We expected that noisier rewards would require more exploration to figure out the optimal action and thus higher \(\epsilon\) values would be better. Although the \(\epsilon = 0.1\) still had the best performance, higher reward variance caused the \(\epsilon = 0.5\) agent to perform better than the \(\epsilon = 0.01\) agent, showing that sufficient exploration is important in this situation.
Similar to the \(\epsilon\)-greedy algorithm, the agent with \(\epsilon = 0.5\) performed better. This isn’t a change from the previous simulation with a lower reward variance.
Simulation 3: Reward Variance 0
Our next simulation decreased the variance of possible rewards to zero:
\(R_t \sim N(\mu_a, 1)\) where \(\mu_a \sim N(0, 0)\).
In this case, the true value of an action (\(\mu_a\)) is known by the agent after trying it just once. Exploration isn’t needed once each action has been tried, so we expect the greedier algorithms to perform better.

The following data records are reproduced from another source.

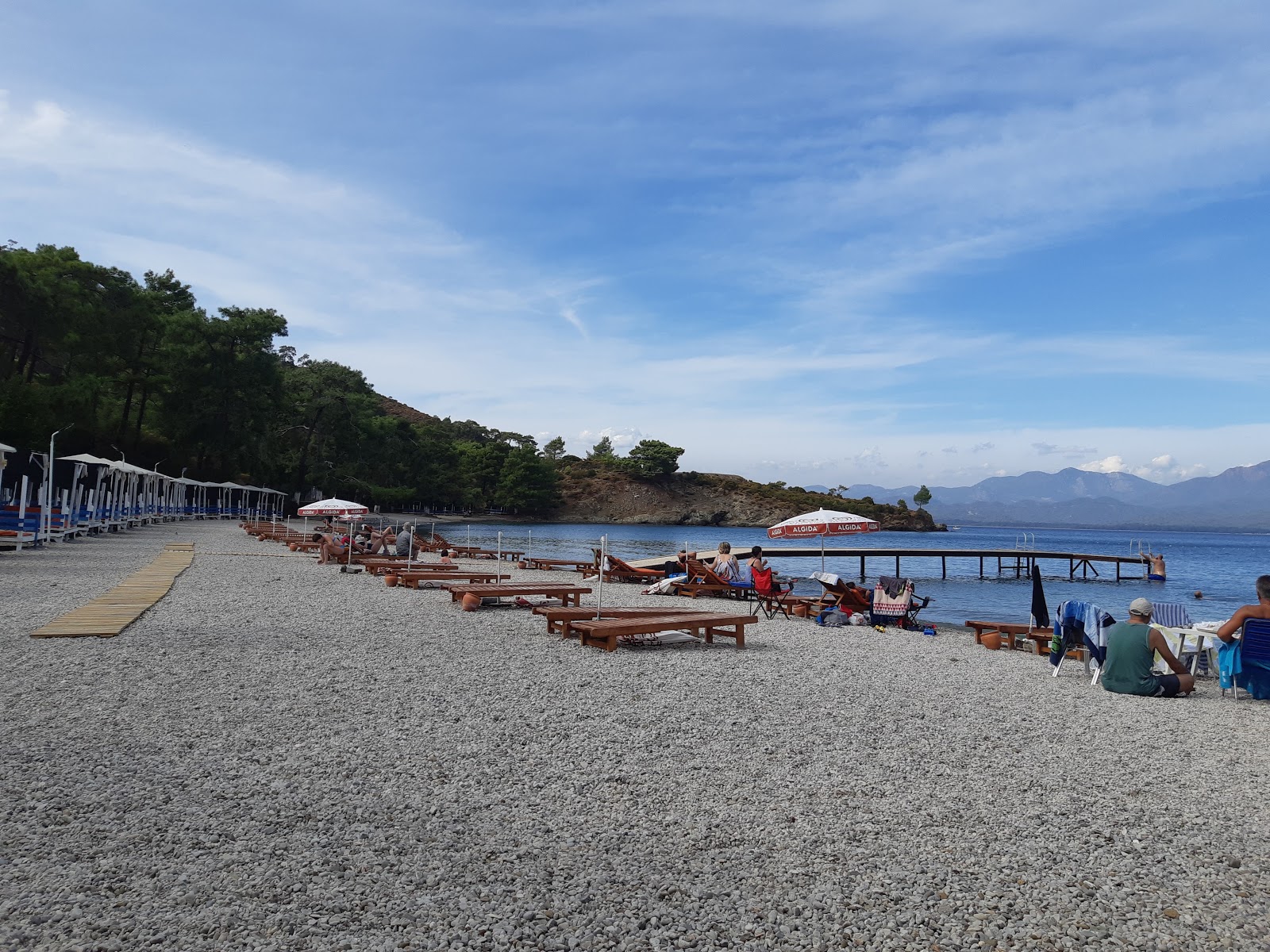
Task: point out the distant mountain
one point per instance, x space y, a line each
1237 499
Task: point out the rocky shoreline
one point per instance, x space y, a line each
283 757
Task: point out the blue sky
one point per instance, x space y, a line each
823 243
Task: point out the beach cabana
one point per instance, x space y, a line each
336 507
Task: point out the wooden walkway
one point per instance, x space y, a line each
107 616
1010 562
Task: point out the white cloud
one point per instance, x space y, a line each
1111 463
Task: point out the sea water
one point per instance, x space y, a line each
1222 565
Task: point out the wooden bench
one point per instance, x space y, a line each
1039 638
606 632
474 552
568 594
560 620
565 565
417 581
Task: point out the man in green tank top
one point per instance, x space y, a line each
1132 647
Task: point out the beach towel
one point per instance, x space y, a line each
1170 615
1079 622
1229 663
893 585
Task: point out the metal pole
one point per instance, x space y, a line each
600 582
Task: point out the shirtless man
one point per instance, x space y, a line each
328 550
1261 609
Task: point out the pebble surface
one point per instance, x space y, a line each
281 757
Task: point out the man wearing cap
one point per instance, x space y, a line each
1132 649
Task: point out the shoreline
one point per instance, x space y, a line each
283 755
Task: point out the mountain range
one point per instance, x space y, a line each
1235 501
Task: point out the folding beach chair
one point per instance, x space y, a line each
1253 658
891 603
768 594
1071 634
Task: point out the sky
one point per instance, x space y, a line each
823 243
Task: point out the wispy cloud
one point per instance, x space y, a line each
664 217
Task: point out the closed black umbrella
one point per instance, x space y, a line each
1041 611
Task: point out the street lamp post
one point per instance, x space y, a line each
48 486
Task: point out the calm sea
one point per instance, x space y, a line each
1223 566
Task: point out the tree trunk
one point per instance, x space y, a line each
302 466
141 413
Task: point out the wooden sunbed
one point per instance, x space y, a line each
606 632
560 620
844 596
474 552
1039 639
421 579
620 570
702 581
568 594
565 565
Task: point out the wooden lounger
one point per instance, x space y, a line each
620 570
1039 638
606 632
567 565
702 581
559 620
418 581
568 594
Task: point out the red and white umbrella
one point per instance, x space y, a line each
336 507
823 522
333 507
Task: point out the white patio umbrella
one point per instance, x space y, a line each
822 522
336 507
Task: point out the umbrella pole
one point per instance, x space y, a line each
600 582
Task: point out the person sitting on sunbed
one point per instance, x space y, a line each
1261 609
1132 647
727 566
406 545
328 549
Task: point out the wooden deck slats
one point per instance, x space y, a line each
114 611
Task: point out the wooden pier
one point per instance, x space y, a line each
1010 562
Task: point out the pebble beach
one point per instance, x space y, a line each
283 757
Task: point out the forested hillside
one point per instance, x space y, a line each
140 368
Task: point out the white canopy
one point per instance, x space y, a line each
822 522
333 507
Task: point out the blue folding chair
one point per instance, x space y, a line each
1254 659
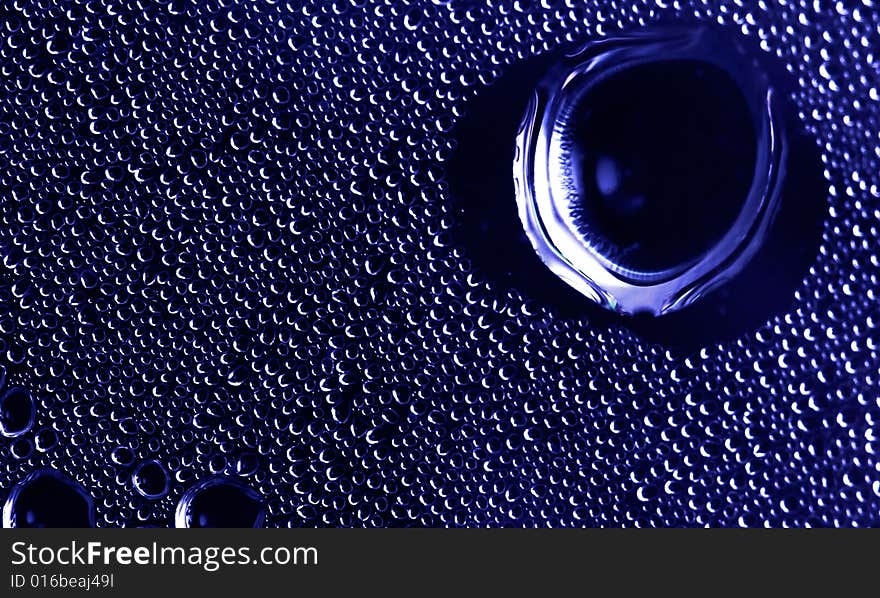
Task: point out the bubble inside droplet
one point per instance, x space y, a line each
16 412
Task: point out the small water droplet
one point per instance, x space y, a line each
150 479
16 412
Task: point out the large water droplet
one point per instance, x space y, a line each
220 502
48 498
16 412
648 167
150 479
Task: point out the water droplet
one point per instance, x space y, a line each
16 412
48 498
150 479
648 167
220 502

However, our results do not show this: the greedy algorithm still performed worst and the \(\epsilon = 0.01\) algorithm did not do much better than in our first simulation. Again, we find that \(\epsilon = 0.01\) appears to be a good balance between exploitation and exploration.

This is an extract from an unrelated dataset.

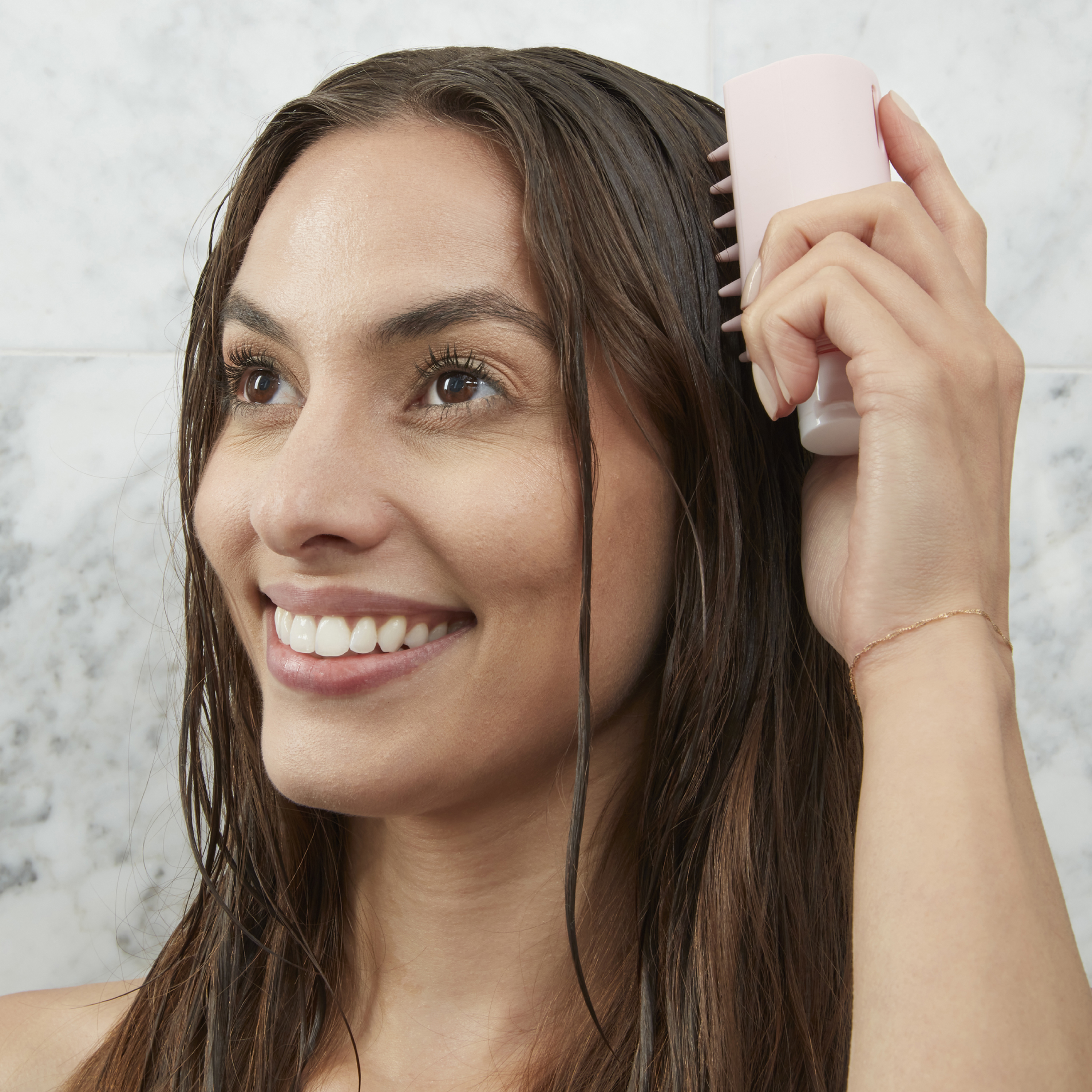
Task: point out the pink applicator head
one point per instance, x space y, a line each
799 130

Though in our previous simulations the agent with \(\epsilon = 0.5\) performs best when the \(\epsilon\)-first policy is implemented, here we see that the agent with \(\epsilon = 0.1\) performs just as well. Since the true value is known after trying an action once, we don’t need as much exploration as the agent with \(\epsilon = 0.5\) performs. For this policy, the agent with the best balance between exploration and exploitation is \(\epsilon = 0.1\).
Regret
Regret can be defined as the expected decrease in reward gained due to exploring, rather than behaving optimally from the very beginning. In other words, it penalizes mistakes whenever they occur during the run. In our application, regret is calculated by the following equation:
\[ \text{regret} = | \text{reward} - \text{optimal reward} | \]In our application, we have information on which arm is the optimal arm and what reward would result from pulling that optimal arm, giving us the ability to calculate regret. However, in other reinforcement learning applications, the regret of algorithms is a hard metric to obtain.
Reward
Rewards are variables associated with some states or state-action pairs. In the case of the K-armed bandits, there are 10 arms, each with their own associated reward, which is denoted by a positive or negative numeric value. The optimal arm is the arm with the highest reward.